Rehabilitacja Hutnika

Autor: 
Karol Waleryś

Nietypowo, bo już o godz. 11:00 w Wielką Sobotę, na stadion w Szczytnej wybiegli piłkarze Hutnika i Odrodzonych. Goście z Szalejowa nie mogli być pewni swej sytuacji, mając jedynie kilka punktów przewagi nad strefą spadkową. Hutnik z kolei chciał się zrehabilitować za zeszłotygodniowy blamaż w Bardzie.
Początek spotkania rozgrywany był w spokojnym tempie. Ataki obu stron były sporadyczne. Pierwszą sytuację do zdobycia bramki miał Ireneusz Kocoń, lecz jego strzał z kilkunastu metrów obronił golkiper gości. Na kolejną próbę trzeba było poczekać do 20 minuty, kiedy to Gawęda uderzał zza pola karnego- ponownie górą był bramkarz. Szalejów odpowiedział parę minut później. Zawodnik gości wpadł w pole karne i mając przed sobą jedynie bramkarza uderzył po długim rogu, jednak minimalnie się pomylił. To była najlepsza okazja Odrodzonych na zdobycie bramki w tym spotkaniu. W 35 minucie kolejną świetną okazję miał Kocoń, który po podaniu Rynalskiego był w czystej sytuacji. Zdecydował się jednak na podanie do Trzcińskiego, a ten był na spalonym. Gdy wydawało się, że sędzia zakończy pierwszą połowę, do bezpańskiej piłki na 16 metrze dobiegł Mateusz Szoka. Po jego strzale piłka odbiła się od nogi defensora gości i wpadła do siatki rywali. Do przerwy więc 1-0.

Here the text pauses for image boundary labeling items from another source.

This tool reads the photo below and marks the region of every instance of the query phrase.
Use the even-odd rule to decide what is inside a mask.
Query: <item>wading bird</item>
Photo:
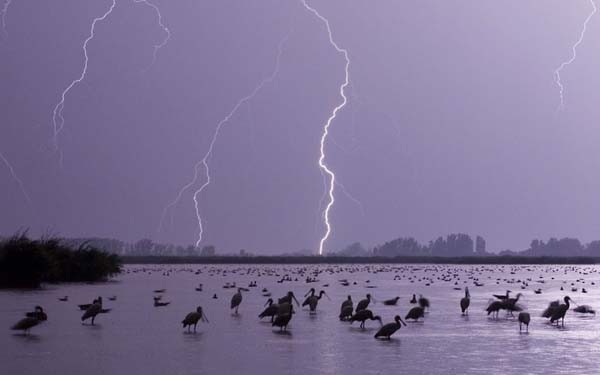
[[[381,337],[389,340],[390,336],[392,336],[397,330],[399,330],[402,327],[402,324],[406,326],[406,323],[404,323],[402,318],[400,318],[399,315],[396,315],[396,317],[394,318],[394,323],[388,323],[381,327],[379,331],[377,331],[377,333],[375,334],[375,338]]]
[[[188,332],[190,331],[190,328],[193,325],[194,332],[196,332],[196,326],[198,325],[198,322],[200,320],[208,323],[208,318],[206,318],[206,316],[202,312],[202,306],[198,306],[198,308],[196,308],[196,311],[187,314],[185,316],[185,319],[181,321],[181,324],[183,324],[183,328],[188,327]]]
[[[379,325],[381,325],[381,317],[379,315],[373,316],[373,312],[371,310],[360,310],[357,311],[356,314],[352,315],[350,318],[350,323],[360,322],[360,328],[365,328],[365,322],[367,320],[378,320]]]
[[[41,306],[36,306],[34,312],[27,313],[26,315],[26,318],[19,320],[11,329],[14,331],[23,331],[27,335],[32,327],[48,320],[48,315],[46,315]]]
[[[469,288],[465,287],[465,296],[460,299],[460,310],[462,311],[462,315],[469,315],[467,310],[469,309],[470,304],[471,295],[469,294]]]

Po przerwie do ataku ruszył Szalejów. Już pierwsza próba okazała się groźna, lecz zawodnik gości strzałem z woleja przeniósł piłkę nad poprzeczką. Pierwszy kwadrans drugiej części spotkania należał do przyjezdnych. Kolejna dobra okazja po dośrodkowaniu z prawej strony, z piłką mija się Ludwisiak, jednak nikt nie zamyka akcji. Po tym ostrzeżeniu Hutnik zaczął grać lepiej. Świetną sytuację miał Kocoń, lecz źle przyjął piłkę i nie zdążył uderzyć na bramkę. Kilka minut później zdobył bramkę po dobrym podaniu Trzcińskiego, który będąc w dobrej okazji wypatrzył szczytniańskiego snajpera i wyłożył mu piłkę na czwarty metr. Szalejów nie był w stanie odpowiedzieć, a Hutnik starał się podwyższyć prowadzenie. Pomimo lepszej gry i dobrych okazji, gospodarze źle wykańczali akcje i nie mogli zdobyć trzeciej bramki. Ten stan rzeczy na dziesięć minut przed końcem zmienił Trzciński, który po dośrodkowaniu Gawędy z prawej strony zdobył bramkę, uderzając piłkę klatką piersiową. W końcówce meczu został on jednak ukarany czerwoną kartką i Hutnik mecz kończył w osłabieniu. Goście nie potrafili jednak zdobyć bramki i w efekcie trzy punkty zostały w Szczytnej.
Hutnik wygrał 3-0 z Szalejowem i umocnił się na piątej pozycji w tabeli. Do czwartego Kamieńca traci dwa punkty. Odrodzenie Szalejów plasuje się na 12 miejscu i nie może być pewne utrzymania. Od przedostatniego Gorzanowa dzieli je pięć oczek. Za tydzień, 1 maja, Hutnik o godz. 11:00 zmierzy się w Międzylesiu z tamtejszymi Sudetami. Hutnik wystąpił w następującym zestawieniu: Ludwisiak- A. Rais (46’ Okrzyński), Futoma, Zając, Buszta- Rynalski (75’ Waleryś), Szoka, Gawęda, Gwóźdź (60’ Kukla)- Trzciński, Kocoń (85’ Rosiak).